文趣网 > 其他小说 > 白月光的复仇之路 > 15. 第 15 章
    夜晚,月光明亮清澈悠悠洒入院中,落在头顶上掀起一片光晕。

    青草花间隐隐探出几只萤火虫,在月光下低飞。

    柳轻宁一身薄衫,站在晚风中,白承渊的书房外静候,只等那人出来后能询问两句关于姐姐的事。

    他一定知道什么。

    柳轻宁心中十分笃定。

    此时下人尽退,她已然歇下了面上的伪装,小碎步前前后后,书房外的侍卫反复劝说她回去,她也只是摇头继续等着。

    待到里面的人终于出来时,已经很晚了。

    白承渊负着手,缓缓出来。

    看见柳轻宁时面上没有一丝意外,只是坦然问她:“想问柳依云?”

    “嗯嗯!”柳轻宁点头如捣蒜。

    白承渊皱眉,面上温度陡然下降,周身气场逼人,他一步步靠近柳轻宁,冷冷道:“回你的房间去,不许多问。”

    柳轻宁被他逼得退后两步,腹中心跳如雷。

    最终为了姐姐还是鼓起勇气,想问:“我姐姐她为什么……”

    “回去,不要问了!”白承渊打断她的话。

    他面色极冷,不容柳轻宁多问。

    朝门外的侍卫使了个眼色,随后转身又回了书房。

    门外两个侍卫也是会看眼色的,柳轻宁是王爷亲自下令要留下的人,轻慢不得,可此时王爷显然发怒了。

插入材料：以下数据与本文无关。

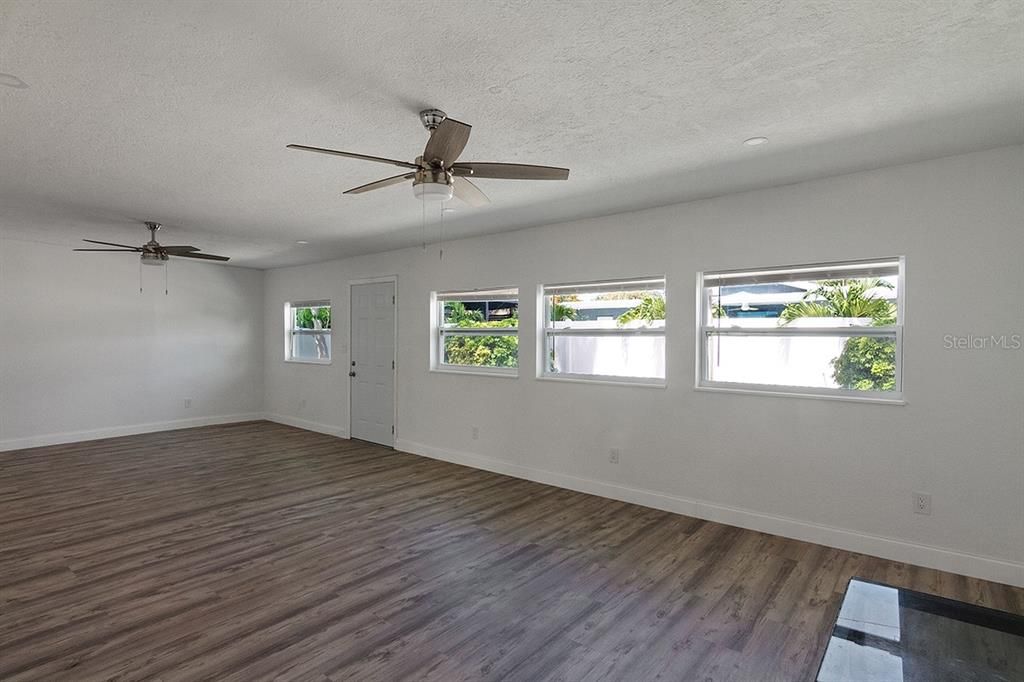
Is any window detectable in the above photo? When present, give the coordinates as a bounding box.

    如此两厢权衡之下,还是先把柳轻宁打发走比较好。

    两人围住柳轻宁,先打量着将人劝走:“柳姑娘,天色晚了,您还是先回去吧,不然我们也不好交代。”

    言外之意,她要是不走他们就要动粗了。

    柳轻宁退后两步,无奈之下只好离去。

    她刚回头,就看见直逼过来的兰薇,看见柳轻宁一把拉上她,将人连拖带拽拉回了西苑。

    兰薇大步向前,走路带风,如此柳轻宁都须得小跑才能跟上她的步伐。

    她背对着柳轻宁,侧脸挂了些汗水,脸色通红,面色十分焦急,原本得一炷香的路只走了半炷香就到了。

    二人刚回了西苑。

    兰薇放开柳轻宁,潇洒转身将院门“砰”的一声关上,并上了门闩。

    柳轻宁好奇问她:“你做什么?”

    兰薇不答,拉着她在石桌旁坐下:“我知道你担心柳依云,但那些事不是你能管的,王爷不告诉你是为了你好。”

    她目光灼灼,盯着柳轻宁十分恳切。

    柳轻宁不好辜负,只是点了点头。

    但下定了决心有个时间还是得搞清楚这件事才行,至少要确认柳依云不会有危险。

    ~

    深夜,寂静笼罩着整个王府,夜晚的灯笼一盏接着一盏暗下去。

    柳轻宁房里的灯已然熄灭,沉睡的人发出沉稳富有节奏的呼吸声,院中一串轻巧的脚步声渐行渐远。

    兰薇提着一盏灯笼,穿着一身劲装,穿过西苑,心中目标明确。

    王府此时除了还在巡逻的侍卫,几乎都睡了,她放轻脚步,偶有侍卫见到她也不曾阻拦。

    兰薇的身份神秘无人知晓,有人猜测她可能是王爷的谋士,也有人猜测可能是王爷的远房亲戚,她可以随时求见王爷,其重视程度由此可见。

    大家对她多少也带着些敬佩之心,因为她也是唯一一个敢和那位王爷说笑后不被扫出门的人。

    脚步声最终停在书房门前。

    门外侍卫见到她点了点头,自觉推开书房门。

    白承渊放下手中狼毫,收拾好桌案上的公务,也准备去歇着了。

    听见屋外声音,看见兰薇进来,只是淡淡问她:“这么晚了,找本王何事?”

    兰薇不解,上前两步,急忙问他:“王爷,您真的认为自己能够控制柳依云吗?此女心机深沉,您……”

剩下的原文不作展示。